You’re going to need a Debian 12 cloud platform and a static IP address for FusionPBX. Spend some time considering what your long-term budget for this project will be, document your requirements, and make a shopping list. And then go shopping. LowEnd-Talk and LowEnd-Spirit offer dozens of low cost options. You’ll be hard-pressed to beat the $50/year ColoCrossing deal linked above with monthly backups, but they have dozens of other options depending upon your requirements. Just read the reviews before making a decision.
Truth be told, we’re using a £11.25/year (discontinued) VPS offering with 1GB of RAM, 20GB of SSD storage, and automatic weekly backups to support three home offices and a half dozen mobile devices. Call volume is low with minimal transcoding. We’ve never experienced a hiccup.
In the middle tier, Vultr, Digital Ocean, and OVH can’t be beat. If money is no object, you have the luxury of Amazon, Microsoft, and Oracle platforms to consider. If the platform you choose doesn’t provide backups, look elsewhere!
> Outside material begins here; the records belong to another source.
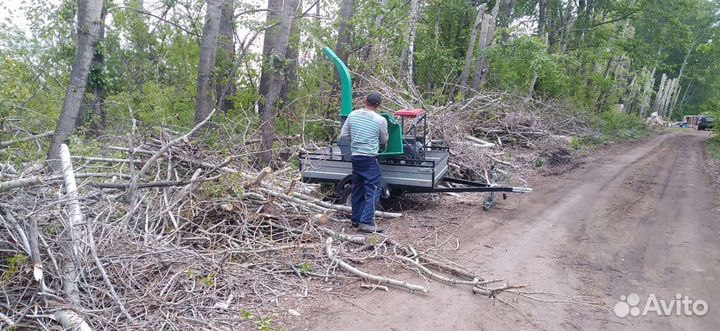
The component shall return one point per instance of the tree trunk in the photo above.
(682, 101)
(414, 14)
(292, 55)
(344, 42)
(506, 18)
(658, 96)
(646, 93)
(568, 28)
(96, 84)
(274, 48)
(89, 25)
(471, 46)
(542, 18)
(225, 86)
(486, 35)
(208, 48)
(630, 95)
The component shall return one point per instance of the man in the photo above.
(367, 131)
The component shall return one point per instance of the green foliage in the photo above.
(15, 264)
(615, 126)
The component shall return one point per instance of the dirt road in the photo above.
(640, 220)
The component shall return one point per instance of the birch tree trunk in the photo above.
(208, 48)
(69, 319)
(568, 28)
(471, 46)
(542, 18)
(292, 55)
(486, 34)
(344, 42)
(96, 105)
(414, 14)
(89, 25)
(630, 95)
(506, 18)
(645, 100)
(271, 78)
(225, 86)
(658, 96)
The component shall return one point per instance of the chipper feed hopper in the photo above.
(409, 162)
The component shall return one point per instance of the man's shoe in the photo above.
(370, 228)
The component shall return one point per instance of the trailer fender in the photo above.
(346, 183)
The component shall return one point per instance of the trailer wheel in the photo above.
(345, 197)
(489, 202)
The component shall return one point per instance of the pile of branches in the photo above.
(493, 136)
(162, 233)
(496, 135)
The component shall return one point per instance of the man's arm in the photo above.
(345, 131)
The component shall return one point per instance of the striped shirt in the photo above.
(367, 130)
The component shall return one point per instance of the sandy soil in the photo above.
(641, 218)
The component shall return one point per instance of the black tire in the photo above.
(345, 197)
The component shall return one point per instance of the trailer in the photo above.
(409, 162)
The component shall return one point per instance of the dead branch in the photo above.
(5, 144)
(172, 143)
(377, 279)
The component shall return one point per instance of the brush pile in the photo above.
(162, 233)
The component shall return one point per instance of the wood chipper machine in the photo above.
(408, 162)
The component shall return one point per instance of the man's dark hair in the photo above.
(374, 99)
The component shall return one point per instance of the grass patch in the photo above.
(612, 127)
(714, 146)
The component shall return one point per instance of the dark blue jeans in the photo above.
(367, 188)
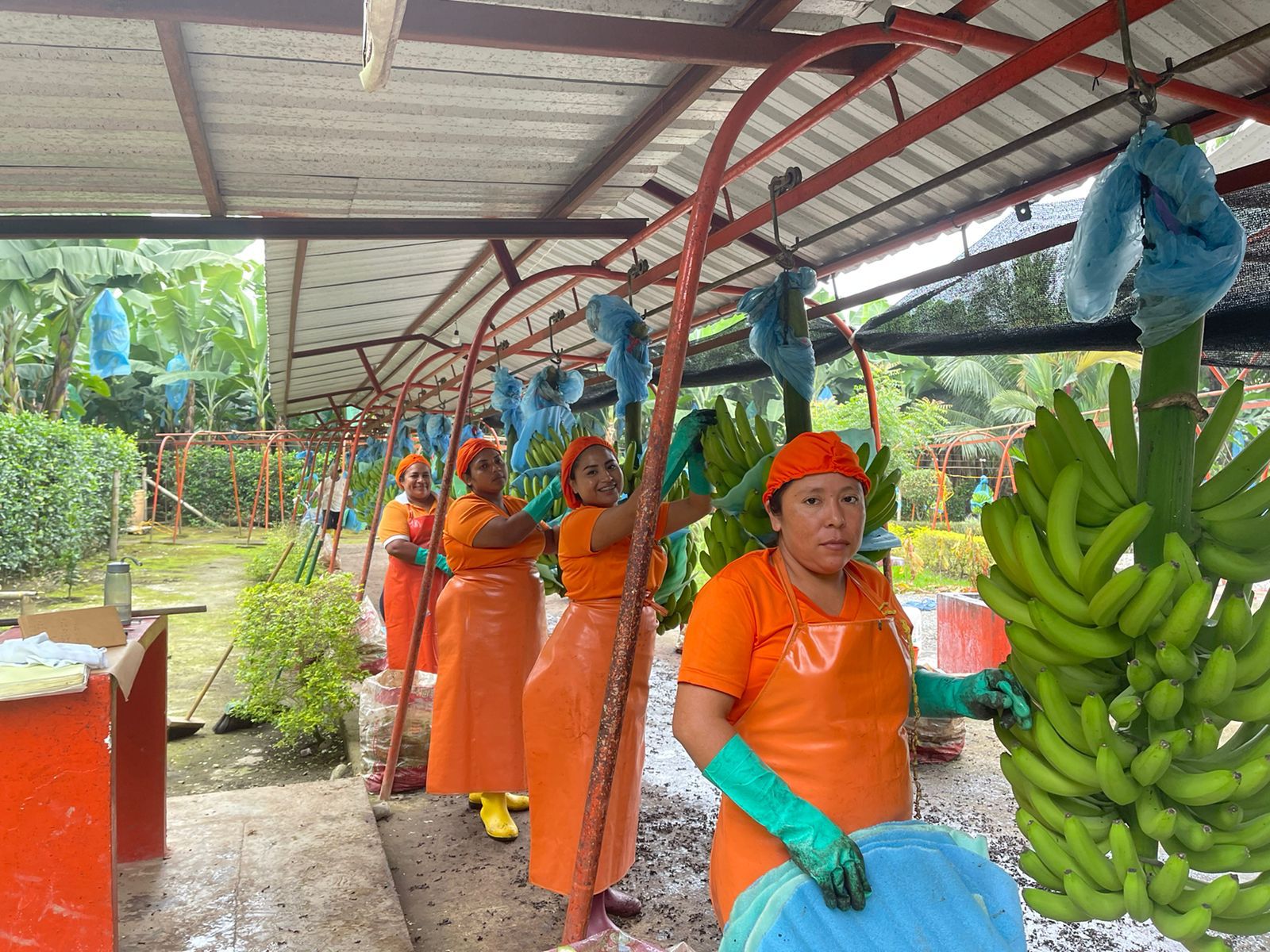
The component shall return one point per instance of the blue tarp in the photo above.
(613, 321)
(177, 393)
(770, 340)
(110, 338)
(1194, 244)
(933, 888)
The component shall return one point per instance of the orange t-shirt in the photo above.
(395, 520)
(468, 517)
(588, 574)
(741, 621)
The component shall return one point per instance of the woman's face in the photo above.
(417, 482)
(596, 478)
(487, 474)
(822, 520)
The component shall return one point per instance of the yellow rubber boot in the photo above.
(516, 803)
(498, 823)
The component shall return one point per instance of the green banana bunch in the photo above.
(1126, 782)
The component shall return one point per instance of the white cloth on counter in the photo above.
(55, 654)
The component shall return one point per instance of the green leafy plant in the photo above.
(298, 655)
(262, 560)
(55, 490)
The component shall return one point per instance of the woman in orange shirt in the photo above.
(491, 625)
(795, 685)
(567, 689)
(406, 530)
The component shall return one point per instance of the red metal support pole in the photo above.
(238, 507)
(444, 493)
(343, 501)
(1041, 56)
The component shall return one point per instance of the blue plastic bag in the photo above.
(110, 338)
(933, 888)
(506, 399)
(1195, 244)
(614, 321)
(981, 497)
(791, 359)
(545, 408)
(177, 393)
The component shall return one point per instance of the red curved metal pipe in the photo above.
(444, 493)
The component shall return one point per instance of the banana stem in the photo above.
(1166, 440)
(798, 410)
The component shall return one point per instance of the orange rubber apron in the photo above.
(402, 584)
(563, 700)
(829, 723)
(491, 626)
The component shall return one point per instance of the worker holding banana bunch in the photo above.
(564, 695)
(797, 679)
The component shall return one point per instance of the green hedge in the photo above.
(210, 489)
(55, 490)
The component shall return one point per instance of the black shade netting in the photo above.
(1018, 306)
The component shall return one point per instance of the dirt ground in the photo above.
(461, 890)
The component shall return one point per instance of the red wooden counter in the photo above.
(83, 785)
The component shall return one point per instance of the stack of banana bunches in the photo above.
(1143, 785)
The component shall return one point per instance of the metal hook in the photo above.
(552, 321)
(779, 186)
(632, 273)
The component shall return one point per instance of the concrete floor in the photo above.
(295, 869)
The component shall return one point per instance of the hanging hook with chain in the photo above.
(778, 187)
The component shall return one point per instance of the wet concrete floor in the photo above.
(295, 869)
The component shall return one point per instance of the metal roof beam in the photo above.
(177, 63)
(668, 196)
(487, 25)
(67, 226)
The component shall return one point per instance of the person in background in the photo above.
(406, 530)
(491, 626)
(565, 692)
(329, 498)
(797, 679)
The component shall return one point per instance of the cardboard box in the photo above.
(99, 628)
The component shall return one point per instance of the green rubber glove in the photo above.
(421, 556)
(990, 693)
(698, 480)
(686, 438)
(541, 505)
(816, 844)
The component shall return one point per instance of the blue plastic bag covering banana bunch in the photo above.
(933, 888)
(620, 325)
(770, 340)
(506, 397)
(545, 409)
(1194, 244)
(1132, 791)
(740, 451)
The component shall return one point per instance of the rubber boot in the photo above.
(598, 920)
(516, 803)
(498, 823)
(624, 904)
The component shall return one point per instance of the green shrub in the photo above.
(55, 490)
(262, 560)
(300, 655)
(956, 555)
(210, 484)
(918, 489)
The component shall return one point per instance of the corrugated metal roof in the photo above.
(92, 125)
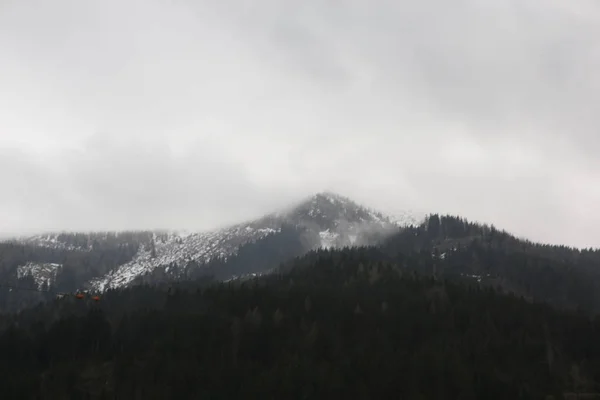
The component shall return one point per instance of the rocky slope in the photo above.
(328, 220)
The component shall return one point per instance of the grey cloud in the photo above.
(218, 111)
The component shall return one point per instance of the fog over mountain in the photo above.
(195, 114)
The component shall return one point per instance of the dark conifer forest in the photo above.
(445, 310)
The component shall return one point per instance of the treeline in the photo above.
(333, 324)
(80, 257)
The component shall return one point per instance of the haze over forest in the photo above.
(197, 114)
Getting Started With FusionPBX
Once you have deployed your Debian 12 server, the first thing you’ll need to do is create a fully-qualified domain name (FQDN) using the public IP address of your server. If you don’t have a domain you can use, here’s a link to some free solutions. If you already have a domain, simply create an A record in your DNS settings for fusionpbx.yourdomain.com. Be sure to test your new FQDN using ping before proceeding with the install. Next, use SSH to log in to your new Debian 12 server as root using the FQDN you just created: ssh root@fusionpbx.yourdomain.com. Now issue the following commands to bring Debian 12 up to speed. Regardless of your server platform, immediately change your root password to a very secure one with upper and lower case letters, numbers, and a few special characters. This will avoid many potential catastrophes because of a data breach by your provider.
passwd apt-get update && apt-get upgrade apt-get install systemd apt-get install systemd-sysv apt-get install ca-certificates reboot
After rebooting, log back into your server as root and issue the following commands to install the base FusionPBX platform. Note that the first command wraps around to the second line because of space constraints with most browsers.
wget -O - https://raw.githubusercontent.com/fusionpbx/fusionpbx-install.sh/master/debian/pre-install.sh | sh; cd /usr/src/fusionpbx-install.sh/debian && ./install.sh
When the installation finishes, be sure to make note of the FusionPBX admin credentials required to access the FusionPBX GUI with a browser! If you forget this step, you get to start over.
Next, open your favorite browser and point it to the IP address of your new FusionPBX server. Login as admin using the password assigned above. Because of the FusionPBX security design, we won’t be spending much time in the IP Address Domain of your new server. Instead, the first order of business is to create a new domain using the FQDN that you created above.
In the left column, navigate to Advanced -> Domains. Then click the Add button, enter your FQDN in the Name field, and click SAVE. This will generate the new Domain which will appear in the listing which now appears in the top right pull-down of the FusionPBX Dashboard. Go ahead now and select your Domain. It then will appear as the active one in the FusionPBX Dashboard. Now we need to create a new admin user account with SuperAdmin privileges. From the left column, choose Accounts -> Users -> Add and fill in the blanks leaving the unspecified fields at their default settings. Then click Save.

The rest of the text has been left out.